Pessimismus hat Konjunktur, kein Wunder bei den Ereignissen seit Anfang 2020. Will Frau Merkel sich „ermächtigen“ lassen? Vielleicht. Wird sich bei der „Bekämpfung“ der Pandemie dann entscheidendes ändern? Eher nicht, die Bundeskanzlerin ist ja seit Anbeginn an vorderster Front dabei, mit bekannten Resultaten. Erst wenn genug Impfstoff zur Verfügung steht, geht es vorwärts. Will Merkel über den Herbst 2021 weiter regieren? Fraglich. Wahrscheinlich will sie „ihr politisches Erbe“ retten, das Kanzleramt besenrein an Baerbock übergeben und den Übergang zur Postdemokratie festigen. Was mit dem Infektionsschutzgesetz geht, dürfte auch mit einem Klimaschutzgesetz möglich sein. Die „Büchse der Pandora“ hat noch etliche Magazine. Ging alles ganz einfach.

U.lutz / 11.04.2021

Angela Merkel richtet jetzt zum Ende ihrer Amtszeit noch einmal so viel Schaden an, dass die Folgen verheerend sein werde. Die Historiker werden das später bestätigen. Das nützt aber im Moment leider nichts. Es hilft nur Druck auf die Abgeordneten in ihren Wahlkreisen, damit sich die Fliehkräfte innerhalb der Fraktion,weg von der Großen Denkerin, verstärken

Franck Royale / 11.04.2021

Schon die Kirche wusste selbst verursachte Mängel als „neue Normalität“ zu verkaufen.
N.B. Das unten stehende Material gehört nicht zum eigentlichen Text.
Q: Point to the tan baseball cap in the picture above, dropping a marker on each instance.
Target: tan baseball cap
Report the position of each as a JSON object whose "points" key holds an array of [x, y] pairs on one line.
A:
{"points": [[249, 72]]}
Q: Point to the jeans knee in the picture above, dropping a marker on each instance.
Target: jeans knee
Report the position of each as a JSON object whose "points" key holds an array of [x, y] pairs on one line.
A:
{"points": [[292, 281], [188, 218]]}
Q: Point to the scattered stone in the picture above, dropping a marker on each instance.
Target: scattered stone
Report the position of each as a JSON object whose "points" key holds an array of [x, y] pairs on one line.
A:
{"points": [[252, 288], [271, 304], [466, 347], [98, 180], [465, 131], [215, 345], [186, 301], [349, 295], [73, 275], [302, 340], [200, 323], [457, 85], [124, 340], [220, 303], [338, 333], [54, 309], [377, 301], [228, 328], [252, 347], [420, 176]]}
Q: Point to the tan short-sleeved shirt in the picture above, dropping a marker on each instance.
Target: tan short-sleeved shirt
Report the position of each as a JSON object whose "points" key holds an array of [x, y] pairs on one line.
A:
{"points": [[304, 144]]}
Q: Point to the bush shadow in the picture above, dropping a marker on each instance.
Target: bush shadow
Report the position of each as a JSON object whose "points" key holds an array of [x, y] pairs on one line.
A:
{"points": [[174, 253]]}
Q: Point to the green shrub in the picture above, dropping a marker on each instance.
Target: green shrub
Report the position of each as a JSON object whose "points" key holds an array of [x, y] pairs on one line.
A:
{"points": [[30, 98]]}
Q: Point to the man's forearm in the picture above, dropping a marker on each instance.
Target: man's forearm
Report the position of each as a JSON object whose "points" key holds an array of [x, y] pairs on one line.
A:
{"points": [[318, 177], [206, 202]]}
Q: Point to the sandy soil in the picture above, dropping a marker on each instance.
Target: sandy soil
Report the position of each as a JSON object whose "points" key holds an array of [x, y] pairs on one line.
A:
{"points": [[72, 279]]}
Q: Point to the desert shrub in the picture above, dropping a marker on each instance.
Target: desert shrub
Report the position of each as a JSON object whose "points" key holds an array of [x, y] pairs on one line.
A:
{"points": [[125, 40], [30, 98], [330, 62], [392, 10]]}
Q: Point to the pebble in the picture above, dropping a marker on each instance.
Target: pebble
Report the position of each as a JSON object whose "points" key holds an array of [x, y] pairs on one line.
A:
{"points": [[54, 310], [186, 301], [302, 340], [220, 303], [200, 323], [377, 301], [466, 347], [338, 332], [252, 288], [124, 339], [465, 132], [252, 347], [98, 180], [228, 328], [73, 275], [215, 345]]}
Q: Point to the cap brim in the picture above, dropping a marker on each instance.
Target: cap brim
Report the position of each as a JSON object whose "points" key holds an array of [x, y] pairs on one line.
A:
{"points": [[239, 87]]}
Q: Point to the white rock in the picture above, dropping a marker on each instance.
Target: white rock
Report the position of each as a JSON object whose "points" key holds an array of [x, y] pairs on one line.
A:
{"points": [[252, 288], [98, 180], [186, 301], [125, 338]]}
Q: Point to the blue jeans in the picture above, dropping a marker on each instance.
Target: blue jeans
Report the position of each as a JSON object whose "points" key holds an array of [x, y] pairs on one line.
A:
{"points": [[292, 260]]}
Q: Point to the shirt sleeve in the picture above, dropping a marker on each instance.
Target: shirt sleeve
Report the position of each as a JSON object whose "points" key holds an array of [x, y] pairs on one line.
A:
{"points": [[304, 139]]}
Auf und unter Brücken sind alle gleich, aber manche sind gleicher. Und gut für GröKaZ, daß die RKI-Behörde ihre Blitz-Fax-Daten mit zwei Wochen Verzögerung liefert. Ein Teil dieser Zahlen würde die Bevölkerung bei schönstem Mai-Biergarten-Wetter wie auch schon letztes Jahr stark verunsichern.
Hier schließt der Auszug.